When used in acidic conditions, Coomassie will bind to the hydrophobic, basic residues in proteins. Its color will change from a dull copper, red/brown hue to an intense shade of blue.
There are a number of issues that can arise during a Western blot transfer. Many times it can be resolved by adjusting the transfer time, temperature or simply remaking the buffers. More troubleshooting tips are available in this blog post: Trouble-free Transfers.
SOURCES
- Smejkal GB. The Coomassie chronicles: past, present and future perspectives in polyacrylamide gel staining. Expert Rev Proteomics. 2004;1(4):381-387.

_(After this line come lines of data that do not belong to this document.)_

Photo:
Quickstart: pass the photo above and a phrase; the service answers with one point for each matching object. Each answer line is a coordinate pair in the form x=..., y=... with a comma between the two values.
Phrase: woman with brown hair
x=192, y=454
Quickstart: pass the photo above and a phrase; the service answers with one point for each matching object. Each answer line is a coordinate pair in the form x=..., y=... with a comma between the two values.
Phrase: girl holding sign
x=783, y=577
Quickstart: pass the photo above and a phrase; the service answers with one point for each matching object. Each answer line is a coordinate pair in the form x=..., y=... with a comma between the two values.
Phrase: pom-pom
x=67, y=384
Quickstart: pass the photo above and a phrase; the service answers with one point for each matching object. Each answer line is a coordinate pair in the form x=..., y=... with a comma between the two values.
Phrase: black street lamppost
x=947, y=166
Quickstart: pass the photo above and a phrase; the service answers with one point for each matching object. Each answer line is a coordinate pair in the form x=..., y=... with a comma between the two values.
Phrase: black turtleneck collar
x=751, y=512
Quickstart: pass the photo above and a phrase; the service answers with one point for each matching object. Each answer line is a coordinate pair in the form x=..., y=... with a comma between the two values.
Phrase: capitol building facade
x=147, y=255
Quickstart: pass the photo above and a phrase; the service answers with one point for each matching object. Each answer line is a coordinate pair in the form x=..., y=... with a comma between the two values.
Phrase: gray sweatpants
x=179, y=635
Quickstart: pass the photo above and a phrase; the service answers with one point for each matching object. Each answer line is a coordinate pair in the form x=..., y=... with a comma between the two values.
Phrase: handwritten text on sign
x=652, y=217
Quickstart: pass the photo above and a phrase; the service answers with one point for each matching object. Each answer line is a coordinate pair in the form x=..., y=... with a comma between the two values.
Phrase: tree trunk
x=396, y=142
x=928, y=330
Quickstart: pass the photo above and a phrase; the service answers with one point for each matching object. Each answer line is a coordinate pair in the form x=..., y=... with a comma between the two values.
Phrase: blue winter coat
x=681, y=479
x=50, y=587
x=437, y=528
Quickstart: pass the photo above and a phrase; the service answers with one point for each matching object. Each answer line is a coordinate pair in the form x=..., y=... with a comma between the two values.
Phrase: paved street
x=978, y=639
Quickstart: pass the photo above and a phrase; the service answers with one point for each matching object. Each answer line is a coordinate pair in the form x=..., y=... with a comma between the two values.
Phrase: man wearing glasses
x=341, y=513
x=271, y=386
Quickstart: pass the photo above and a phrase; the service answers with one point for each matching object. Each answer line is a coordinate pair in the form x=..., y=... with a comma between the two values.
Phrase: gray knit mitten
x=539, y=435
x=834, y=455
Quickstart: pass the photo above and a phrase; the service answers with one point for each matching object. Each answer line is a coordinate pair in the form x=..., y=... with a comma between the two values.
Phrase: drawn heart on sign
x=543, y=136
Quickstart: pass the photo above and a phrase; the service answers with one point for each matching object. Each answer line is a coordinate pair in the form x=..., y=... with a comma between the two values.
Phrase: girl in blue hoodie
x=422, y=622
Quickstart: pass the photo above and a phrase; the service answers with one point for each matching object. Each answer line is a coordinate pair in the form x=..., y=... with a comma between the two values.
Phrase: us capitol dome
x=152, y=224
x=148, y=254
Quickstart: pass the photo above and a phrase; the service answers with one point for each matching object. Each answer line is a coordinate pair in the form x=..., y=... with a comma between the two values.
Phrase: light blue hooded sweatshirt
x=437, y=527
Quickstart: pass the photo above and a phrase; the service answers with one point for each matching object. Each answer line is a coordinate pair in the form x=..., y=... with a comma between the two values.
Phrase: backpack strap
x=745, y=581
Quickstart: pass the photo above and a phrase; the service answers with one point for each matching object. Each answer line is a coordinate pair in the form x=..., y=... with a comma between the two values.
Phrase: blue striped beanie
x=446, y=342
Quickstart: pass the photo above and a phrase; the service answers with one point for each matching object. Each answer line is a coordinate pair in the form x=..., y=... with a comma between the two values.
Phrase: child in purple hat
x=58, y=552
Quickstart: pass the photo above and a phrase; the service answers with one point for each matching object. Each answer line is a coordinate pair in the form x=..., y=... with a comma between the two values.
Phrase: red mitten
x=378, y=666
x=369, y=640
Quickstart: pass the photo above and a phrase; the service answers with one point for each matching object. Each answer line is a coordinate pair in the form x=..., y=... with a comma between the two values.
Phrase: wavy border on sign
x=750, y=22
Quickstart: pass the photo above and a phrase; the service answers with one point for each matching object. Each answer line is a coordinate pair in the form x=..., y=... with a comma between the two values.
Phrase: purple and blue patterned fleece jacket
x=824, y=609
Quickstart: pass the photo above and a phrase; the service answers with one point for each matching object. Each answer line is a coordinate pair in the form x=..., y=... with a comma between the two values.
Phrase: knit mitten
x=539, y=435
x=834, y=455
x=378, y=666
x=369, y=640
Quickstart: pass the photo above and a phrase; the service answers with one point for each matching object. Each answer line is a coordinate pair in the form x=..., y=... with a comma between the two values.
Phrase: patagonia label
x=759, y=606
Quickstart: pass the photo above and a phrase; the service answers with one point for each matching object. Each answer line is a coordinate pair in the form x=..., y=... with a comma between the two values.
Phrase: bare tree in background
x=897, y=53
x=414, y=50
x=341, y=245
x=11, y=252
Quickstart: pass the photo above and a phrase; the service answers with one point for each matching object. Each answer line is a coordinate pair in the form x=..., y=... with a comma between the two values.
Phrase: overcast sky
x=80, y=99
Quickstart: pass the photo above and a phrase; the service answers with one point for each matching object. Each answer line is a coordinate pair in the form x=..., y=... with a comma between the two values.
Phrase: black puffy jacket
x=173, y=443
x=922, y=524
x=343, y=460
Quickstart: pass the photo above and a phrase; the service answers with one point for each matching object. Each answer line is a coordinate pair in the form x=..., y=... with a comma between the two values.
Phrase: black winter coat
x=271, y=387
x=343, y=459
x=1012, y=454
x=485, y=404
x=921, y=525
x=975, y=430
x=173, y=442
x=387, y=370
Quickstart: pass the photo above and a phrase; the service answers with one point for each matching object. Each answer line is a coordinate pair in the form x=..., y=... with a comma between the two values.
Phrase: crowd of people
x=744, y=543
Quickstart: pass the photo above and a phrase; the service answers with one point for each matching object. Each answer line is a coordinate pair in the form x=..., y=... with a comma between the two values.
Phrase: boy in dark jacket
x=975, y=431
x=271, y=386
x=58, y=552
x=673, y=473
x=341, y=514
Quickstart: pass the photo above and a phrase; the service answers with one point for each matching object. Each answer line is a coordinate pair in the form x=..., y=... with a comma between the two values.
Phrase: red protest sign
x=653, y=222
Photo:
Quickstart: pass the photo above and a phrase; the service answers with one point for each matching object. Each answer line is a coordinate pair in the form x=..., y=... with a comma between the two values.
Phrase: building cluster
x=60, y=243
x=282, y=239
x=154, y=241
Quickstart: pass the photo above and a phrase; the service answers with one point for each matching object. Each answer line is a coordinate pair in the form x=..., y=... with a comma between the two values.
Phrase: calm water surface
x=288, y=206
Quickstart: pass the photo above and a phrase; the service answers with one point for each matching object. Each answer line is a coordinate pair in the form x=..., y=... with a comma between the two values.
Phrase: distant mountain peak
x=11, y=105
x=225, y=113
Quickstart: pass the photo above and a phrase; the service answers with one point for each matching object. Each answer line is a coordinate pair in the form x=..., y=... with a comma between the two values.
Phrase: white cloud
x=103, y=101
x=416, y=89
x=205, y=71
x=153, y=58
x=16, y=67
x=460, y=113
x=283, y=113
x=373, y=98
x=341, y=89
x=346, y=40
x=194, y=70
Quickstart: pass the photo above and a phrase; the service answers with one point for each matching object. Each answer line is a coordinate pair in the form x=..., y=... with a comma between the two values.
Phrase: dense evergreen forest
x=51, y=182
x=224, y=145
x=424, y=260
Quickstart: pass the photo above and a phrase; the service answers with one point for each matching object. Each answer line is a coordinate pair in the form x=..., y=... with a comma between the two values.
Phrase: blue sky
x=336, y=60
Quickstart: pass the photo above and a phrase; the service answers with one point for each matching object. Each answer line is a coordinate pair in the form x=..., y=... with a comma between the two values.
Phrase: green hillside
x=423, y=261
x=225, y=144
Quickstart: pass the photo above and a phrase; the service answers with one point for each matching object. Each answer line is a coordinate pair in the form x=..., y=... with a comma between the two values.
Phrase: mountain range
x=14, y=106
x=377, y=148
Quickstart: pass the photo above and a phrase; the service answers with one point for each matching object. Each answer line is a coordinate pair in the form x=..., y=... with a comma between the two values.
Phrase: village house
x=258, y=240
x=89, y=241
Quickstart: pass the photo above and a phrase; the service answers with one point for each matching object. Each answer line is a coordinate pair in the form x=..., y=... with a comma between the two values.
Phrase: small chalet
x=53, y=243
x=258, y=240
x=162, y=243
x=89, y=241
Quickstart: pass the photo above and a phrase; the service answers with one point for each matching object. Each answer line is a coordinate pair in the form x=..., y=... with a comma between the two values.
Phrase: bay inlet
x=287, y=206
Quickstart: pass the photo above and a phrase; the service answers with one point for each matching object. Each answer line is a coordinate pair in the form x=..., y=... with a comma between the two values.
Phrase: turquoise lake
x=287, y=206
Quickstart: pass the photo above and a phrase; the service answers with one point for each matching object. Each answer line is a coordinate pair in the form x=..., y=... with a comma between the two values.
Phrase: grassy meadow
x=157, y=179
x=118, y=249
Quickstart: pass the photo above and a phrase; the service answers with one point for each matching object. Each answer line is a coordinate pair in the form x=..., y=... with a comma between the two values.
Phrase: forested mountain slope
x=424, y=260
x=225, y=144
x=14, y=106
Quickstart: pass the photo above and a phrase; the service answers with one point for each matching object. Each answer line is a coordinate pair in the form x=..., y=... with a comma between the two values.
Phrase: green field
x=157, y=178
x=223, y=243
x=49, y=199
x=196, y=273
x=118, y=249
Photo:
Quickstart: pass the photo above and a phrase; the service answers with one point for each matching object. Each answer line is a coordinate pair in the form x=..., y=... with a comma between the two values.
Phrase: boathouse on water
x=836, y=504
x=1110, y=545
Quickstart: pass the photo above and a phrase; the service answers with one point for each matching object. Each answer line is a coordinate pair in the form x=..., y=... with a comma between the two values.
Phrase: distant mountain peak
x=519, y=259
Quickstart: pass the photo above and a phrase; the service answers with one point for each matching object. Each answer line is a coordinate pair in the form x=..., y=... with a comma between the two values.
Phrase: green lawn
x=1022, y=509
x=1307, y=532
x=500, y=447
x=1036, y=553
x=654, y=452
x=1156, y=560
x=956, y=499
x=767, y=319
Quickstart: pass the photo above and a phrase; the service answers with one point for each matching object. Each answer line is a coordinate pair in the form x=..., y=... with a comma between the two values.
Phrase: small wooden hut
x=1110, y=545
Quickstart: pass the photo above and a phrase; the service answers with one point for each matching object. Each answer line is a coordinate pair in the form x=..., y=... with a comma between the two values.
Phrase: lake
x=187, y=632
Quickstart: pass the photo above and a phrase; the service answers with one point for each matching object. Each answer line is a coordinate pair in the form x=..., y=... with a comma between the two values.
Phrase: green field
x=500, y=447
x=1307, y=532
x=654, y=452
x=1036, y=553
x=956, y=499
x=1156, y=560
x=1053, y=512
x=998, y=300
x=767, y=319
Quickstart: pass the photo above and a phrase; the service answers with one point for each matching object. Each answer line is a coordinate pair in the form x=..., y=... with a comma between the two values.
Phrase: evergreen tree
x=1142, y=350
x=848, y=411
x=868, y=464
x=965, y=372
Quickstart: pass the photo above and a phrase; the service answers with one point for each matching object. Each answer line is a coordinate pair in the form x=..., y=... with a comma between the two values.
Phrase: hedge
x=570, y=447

- Butt RH and Coorssen JR. Coomassie Blue as a near-infrared fluorescent stain: a systematic comparison with Sypro Ruby for in-gel protein detection. Mol Cell Proteomics. 2013;12(12):3834-3850.
- Butt RH and Coorssen JR. Coomassie Blue as a near-infrared fluorescent stain: a systematic comparison with Sypro Ruby for in-gel protein detection. Mol Cell Proteomics. 2013;12(12):3834-3850.
- Neuhoff V, Arold N, Taube D, Ehrhardt W. Improved staining of proteins in polyacrylamide gels including isoelectric focusing gels with clear background at nanogram sensitivity using Coomassie Brilliant Blue G-250 and R-250. Electrophoresis. 1988;9(6):255-262.
- Candiano G, Bruschi M, Musante L, et al. Blue silver: a very sensitive colloidal Coomassie G-250 staining for proteome analysis. Electrophoresis. 2004;25(9):1327-1333.